Die Beziehung mit Elise läuft seit dem Tod von Maybelle nicht mehr gut. Zu unterschiedlich sind die Arten zu trauern und die Versuche ohne das geliebte Kind zu leben. Elise geht eher spirituelle Wege, die Didier nicht mitgehen kann, nein vielmehr versucht er sie ihr zu versperren. Fast hat man das Gefühl er gönnt ihr den Trost nicht, den sie aus ihren, seiner Meinung nach irrationalen, Vorstellungen schöpft nicht. Als Zuschauer wird man trauriger Zeuge davon, dass Liebe allein dann doch nicht reicht…

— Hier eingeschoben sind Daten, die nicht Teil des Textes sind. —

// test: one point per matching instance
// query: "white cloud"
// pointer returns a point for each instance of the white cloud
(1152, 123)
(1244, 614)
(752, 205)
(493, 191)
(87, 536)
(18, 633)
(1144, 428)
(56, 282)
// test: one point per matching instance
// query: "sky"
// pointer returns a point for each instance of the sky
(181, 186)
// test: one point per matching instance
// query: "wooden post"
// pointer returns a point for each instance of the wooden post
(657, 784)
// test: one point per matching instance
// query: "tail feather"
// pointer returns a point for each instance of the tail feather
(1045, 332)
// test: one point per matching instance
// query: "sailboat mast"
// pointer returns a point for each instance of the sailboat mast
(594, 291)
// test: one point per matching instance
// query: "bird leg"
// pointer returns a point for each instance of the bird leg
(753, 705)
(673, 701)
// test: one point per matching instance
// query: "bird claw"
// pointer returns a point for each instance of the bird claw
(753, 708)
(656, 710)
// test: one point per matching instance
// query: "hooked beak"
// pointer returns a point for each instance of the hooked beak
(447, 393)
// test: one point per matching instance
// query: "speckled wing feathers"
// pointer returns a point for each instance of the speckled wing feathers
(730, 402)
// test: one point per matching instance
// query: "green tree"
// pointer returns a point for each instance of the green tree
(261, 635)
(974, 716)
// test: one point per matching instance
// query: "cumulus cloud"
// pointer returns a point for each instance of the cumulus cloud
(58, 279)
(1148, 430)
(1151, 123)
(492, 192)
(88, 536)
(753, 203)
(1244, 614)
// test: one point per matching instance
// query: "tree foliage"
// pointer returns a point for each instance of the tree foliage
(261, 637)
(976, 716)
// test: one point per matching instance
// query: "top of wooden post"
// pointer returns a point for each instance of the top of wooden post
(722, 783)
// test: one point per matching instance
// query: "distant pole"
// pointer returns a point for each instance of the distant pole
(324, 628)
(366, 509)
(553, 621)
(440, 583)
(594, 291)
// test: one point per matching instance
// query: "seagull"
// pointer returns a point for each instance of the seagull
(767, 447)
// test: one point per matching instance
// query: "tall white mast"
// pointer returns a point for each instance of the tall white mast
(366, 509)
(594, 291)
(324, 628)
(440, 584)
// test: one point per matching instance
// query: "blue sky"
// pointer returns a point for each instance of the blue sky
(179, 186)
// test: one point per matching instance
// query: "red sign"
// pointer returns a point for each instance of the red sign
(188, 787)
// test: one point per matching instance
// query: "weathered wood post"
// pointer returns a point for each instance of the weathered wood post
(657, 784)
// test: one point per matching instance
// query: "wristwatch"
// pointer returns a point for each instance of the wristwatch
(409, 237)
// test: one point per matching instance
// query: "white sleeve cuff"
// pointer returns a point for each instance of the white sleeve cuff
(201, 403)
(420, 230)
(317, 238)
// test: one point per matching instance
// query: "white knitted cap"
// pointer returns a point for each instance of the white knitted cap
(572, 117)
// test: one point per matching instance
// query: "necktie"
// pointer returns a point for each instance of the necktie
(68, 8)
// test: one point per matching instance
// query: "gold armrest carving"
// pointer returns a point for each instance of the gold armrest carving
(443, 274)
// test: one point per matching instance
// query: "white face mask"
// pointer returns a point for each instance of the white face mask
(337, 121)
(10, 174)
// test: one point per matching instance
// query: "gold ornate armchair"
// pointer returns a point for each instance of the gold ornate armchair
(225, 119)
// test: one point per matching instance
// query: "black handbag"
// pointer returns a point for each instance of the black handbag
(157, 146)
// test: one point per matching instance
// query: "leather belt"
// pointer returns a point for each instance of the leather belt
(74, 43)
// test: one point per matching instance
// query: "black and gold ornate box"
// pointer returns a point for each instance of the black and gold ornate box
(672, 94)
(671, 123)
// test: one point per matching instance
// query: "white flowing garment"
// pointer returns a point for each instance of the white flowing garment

Broken Circle ist ein trauriger Film, er geht nicht gut aus, aber er beschäftigt einen noch nachhaltig. Abgesehen von dem Tod und dem Leid und den Schmerzen, die Menschen immer wieder durchleiden müssen, geht mir die Wirkweise von Religion immer noch durch den Kopf. ICH bin ein glaubender Mensch, ich weiß zwar nicht, wie weit mich mein Glauben tragen wird, wenn es wirklich einmal ganz hart kommt, aber ich habe da fürs Erste Wege und Möglichkeiten mit Schicksalsschlägen umzugehen. Manche Menschen haben das nicht, sie verschließen sich diesen Möglichkeiten, was sie natürlich dürfen, aber das macht ihnen das Leben nicht unbedingt leichter. Und manchmal wird Menschen dieser Weg versperrt, sie werden dann nicht akzeptiert mit ihren Vorstellungen, sie werden dann ihrer Hoffnungen beraubt und das ist grausam und führt manchmal, oft zu noch mehr Leid.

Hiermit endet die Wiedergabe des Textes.